A design that does not take into account the interaction of delayed acknowledgment, the Nagle algorithm, and Winsock buffering can drastically effect performance. (http://support.microsoft.com/kb/214397)

However, I'm finding it nearly impossible to take into account delayed acknowledgement in my game (or any game). According to MSDN, the Microsoft TCP stack uses the following criteria to decide when to send one ACK on received data packets:

  • If the second data packet is received before the delay timer expires (200ms), the ACK is sent.
  • If there are data to be sent in the same direction as the ACK before the second data packet is received and the delay timer expires, the ACK is piggybacked with the data segment and sent immediately.
  • When the delay timer expires (200ms), the ACK is sent.

(http://support.microsoft.com/kb/214397)

Reading this, one would presume that the workaround for delayed acknowledgement on Microsoft's TCP stack is as follows:

  1. Disable the Nagle algorithm (TCP_NODELAY).
  2. Disable the socket's send buffer (SO_SNDBUF=0), so that a call to send can be expected to send a packet.
  3. When calling send, if no further data is expected to be sent immediately, call send again with a single-byte of data that will be discarded by the receiver.

With this approach, the second data packet will be received by the receiver at around the same time as the previous data packet. As a result, the ACK should get sent immediately from the receiver to the sender (emulating what TcpAckFrequency=1 does in the registry).
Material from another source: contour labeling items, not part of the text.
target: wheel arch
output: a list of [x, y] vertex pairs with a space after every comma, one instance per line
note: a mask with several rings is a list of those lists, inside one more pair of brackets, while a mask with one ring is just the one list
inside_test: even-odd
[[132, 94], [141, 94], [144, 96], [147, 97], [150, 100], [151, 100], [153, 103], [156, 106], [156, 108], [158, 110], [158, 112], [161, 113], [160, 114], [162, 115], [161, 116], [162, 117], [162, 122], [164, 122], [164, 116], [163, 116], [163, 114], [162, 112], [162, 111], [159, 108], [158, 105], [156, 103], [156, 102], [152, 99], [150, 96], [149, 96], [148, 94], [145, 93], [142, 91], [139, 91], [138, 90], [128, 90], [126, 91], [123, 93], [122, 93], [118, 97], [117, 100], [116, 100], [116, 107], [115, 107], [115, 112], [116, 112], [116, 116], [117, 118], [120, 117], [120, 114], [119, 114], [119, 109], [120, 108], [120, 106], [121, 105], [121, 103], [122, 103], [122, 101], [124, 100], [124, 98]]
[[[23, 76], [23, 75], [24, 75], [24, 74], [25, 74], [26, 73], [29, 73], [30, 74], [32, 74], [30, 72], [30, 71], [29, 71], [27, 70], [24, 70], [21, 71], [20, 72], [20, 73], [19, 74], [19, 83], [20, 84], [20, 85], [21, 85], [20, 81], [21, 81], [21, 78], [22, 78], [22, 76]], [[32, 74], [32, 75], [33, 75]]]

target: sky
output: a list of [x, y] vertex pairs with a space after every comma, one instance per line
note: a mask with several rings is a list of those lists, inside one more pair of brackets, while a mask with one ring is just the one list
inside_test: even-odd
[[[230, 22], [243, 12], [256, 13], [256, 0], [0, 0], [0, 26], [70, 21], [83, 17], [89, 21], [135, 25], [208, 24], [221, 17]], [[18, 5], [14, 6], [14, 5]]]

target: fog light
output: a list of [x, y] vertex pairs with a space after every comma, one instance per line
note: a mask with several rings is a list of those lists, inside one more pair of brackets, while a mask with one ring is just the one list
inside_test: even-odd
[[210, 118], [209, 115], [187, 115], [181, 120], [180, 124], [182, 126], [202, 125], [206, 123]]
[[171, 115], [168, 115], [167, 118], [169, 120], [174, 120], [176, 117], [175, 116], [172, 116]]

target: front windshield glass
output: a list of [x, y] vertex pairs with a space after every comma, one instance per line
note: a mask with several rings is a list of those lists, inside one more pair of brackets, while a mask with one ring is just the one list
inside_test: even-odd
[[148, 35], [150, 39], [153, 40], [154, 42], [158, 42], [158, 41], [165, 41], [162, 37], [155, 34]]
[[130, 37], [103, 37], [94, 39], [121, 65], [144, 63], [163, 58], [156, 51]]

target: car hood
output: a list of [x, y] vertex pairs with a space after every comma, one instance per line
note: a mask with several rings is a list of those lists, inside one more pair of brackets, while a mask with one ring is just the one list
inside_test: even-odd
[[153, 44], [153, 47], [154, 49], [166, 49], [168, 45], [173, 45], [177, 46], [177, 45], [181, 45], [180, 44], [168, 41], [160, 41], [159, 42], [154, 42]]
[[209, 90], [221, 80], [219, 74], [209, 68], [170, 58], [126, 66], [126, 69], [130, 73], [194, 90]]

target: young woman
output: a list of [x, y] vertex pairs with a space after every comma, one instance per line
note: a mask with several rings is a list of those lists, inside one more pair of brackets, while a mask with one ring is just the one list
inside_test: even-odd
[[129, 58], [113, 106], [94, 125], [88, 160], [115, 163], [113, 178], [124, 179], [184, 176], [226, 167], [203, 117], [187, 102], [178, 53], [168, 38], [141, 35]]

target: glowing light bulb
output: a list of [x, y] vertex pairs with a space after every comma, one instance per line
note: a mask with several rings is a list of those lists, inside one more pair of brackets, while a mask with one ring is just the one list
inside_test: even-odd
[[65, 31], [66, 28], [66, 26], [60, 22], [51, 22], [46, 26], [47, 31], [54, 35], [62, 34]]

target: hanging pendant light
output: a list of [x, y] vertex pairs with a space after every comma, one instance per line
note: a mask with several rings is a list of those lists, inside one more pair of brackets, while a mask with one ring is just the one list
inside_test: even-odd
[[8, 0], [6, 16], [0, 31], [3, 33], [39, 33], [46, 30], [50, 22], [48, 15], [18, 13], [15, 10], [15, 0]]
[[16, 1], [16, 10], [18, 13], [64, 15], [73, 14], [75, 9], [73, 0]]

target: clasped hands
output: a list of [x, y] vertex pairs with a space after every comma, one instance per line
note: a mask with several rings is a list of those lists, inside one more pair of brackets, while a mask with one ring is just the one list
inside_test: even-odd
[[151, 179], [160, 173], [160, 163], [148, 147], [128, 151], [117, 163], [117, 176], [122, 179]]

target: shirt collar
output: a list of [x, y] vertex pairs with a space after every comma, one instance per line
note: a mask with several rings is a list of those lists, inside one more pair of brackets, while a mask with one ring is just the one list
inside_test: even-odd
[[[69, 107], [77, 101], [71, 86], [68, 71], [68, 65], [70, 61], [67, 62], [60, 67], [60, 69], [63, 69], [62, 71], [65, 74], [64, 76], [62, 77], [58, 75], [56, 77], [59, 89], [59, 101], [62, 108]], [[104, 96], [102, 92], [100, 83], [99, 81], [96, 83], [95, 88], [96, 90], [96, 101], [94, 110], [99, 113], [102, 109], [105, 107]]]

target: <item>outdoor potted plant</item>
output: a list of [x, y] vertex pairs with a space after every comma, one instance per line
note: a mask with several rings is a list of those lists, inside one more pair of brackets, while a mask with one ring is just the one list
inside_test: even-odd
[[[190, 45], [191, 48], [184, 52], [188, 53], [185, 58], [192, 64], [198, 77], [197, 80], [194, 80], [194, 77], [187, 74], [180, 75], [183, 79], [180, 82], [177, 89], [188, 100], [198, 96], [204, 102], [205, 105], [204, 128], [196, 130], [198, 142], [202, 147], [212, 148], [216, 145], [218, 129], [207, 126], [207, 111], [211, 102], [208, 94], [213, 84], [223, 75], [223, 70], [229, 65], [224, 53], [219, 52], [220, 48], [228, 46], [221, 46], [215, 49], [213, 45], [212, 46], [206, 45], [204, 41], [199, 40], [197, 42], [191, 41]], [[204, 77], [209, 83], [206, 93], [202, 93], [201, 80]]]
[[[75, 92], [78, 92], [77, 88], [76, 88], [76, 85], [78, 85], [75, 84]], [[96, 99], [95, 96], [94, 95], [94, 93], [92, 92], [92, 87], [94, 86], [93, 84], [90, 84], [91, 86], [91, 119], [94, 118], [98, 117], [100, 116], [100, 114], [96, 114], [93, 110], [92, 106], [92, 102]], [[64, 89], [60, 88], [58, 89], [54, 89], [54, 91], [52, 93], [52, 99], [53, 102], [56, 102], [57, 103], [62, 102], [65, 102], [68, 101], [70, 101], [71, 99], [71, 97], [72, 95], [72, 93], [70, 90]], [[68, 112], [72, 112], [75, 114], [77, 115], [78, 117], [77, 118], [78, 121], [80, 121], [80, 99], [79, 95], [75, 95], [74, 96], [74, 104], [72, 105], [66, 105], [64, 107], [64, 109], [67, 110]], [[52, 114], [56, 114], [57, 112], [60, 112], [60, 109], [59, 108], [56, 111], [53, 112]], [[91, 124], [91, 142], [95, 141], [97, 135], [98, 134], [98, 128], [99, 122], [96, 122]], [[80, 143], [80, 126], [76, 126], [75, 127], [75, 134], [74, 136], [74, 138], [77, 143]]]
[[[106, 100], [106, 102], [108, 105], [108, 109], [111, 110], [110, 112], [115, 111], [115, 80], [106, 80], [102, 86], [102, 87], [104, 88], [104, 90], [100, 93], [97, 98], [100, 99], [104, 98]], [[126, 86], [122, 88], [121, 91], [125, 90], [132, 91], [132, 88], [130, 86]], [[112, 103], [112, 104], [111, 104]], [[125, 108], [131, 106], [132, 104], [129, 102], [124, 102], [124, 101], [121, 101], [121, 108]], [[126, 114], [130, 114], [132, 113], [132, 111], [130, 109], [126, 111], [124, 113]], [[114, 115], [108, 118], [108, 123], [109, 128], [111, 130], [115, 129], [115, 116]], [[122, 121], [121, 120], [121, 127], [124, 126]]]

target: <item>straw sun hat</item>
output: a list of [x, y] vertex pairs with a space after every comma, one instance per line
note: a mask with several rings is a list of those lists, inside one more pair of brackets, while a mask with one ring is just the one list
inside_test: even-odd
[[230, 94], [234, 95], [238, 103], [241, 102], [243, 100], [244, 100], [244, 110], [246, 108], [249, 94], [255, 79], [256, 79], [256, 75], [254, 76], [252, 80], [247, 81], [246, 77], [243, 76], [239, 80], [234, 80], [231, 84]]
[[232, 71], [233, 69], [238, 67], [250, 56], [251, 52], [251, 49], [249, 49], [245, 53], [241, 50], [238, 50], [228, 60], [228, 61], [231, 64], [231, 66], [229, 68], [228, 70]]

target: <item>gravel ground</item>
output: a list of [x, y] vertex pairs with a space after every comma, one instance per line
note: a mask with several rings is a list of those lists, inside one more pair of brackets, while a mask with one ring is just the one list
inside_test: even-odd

However, from my testing, this improved latency only by about a half of what the registry edit does. What am I missing?


Q: Why not use UDP?

A: I chose TCP because every packet I send needs to arrive (and be in order); there are no packets that arn't worth retransmitting if they get lost (or become unordered). Only when packets can be discarded/unordered, can UDP be faster than TCP!

Answer

Mr. Smith picture Mr. Smith · Sep 16, 2014

Since Windows Vista, TCP_NODELAY option must be set prior to calling connect, or (on the server) prior to calling listen. If you set TCP_NODELAY after calling connect, it will not actually disable Nagle algorithm, yet GetSocketOption will state that Nagle has been disabled! This all appears to be undocumented, and contradicts what many tutorials/articles on the subject teach.

With Nagle actually disabled, TCP delayed acknowledgements no longer cause latency.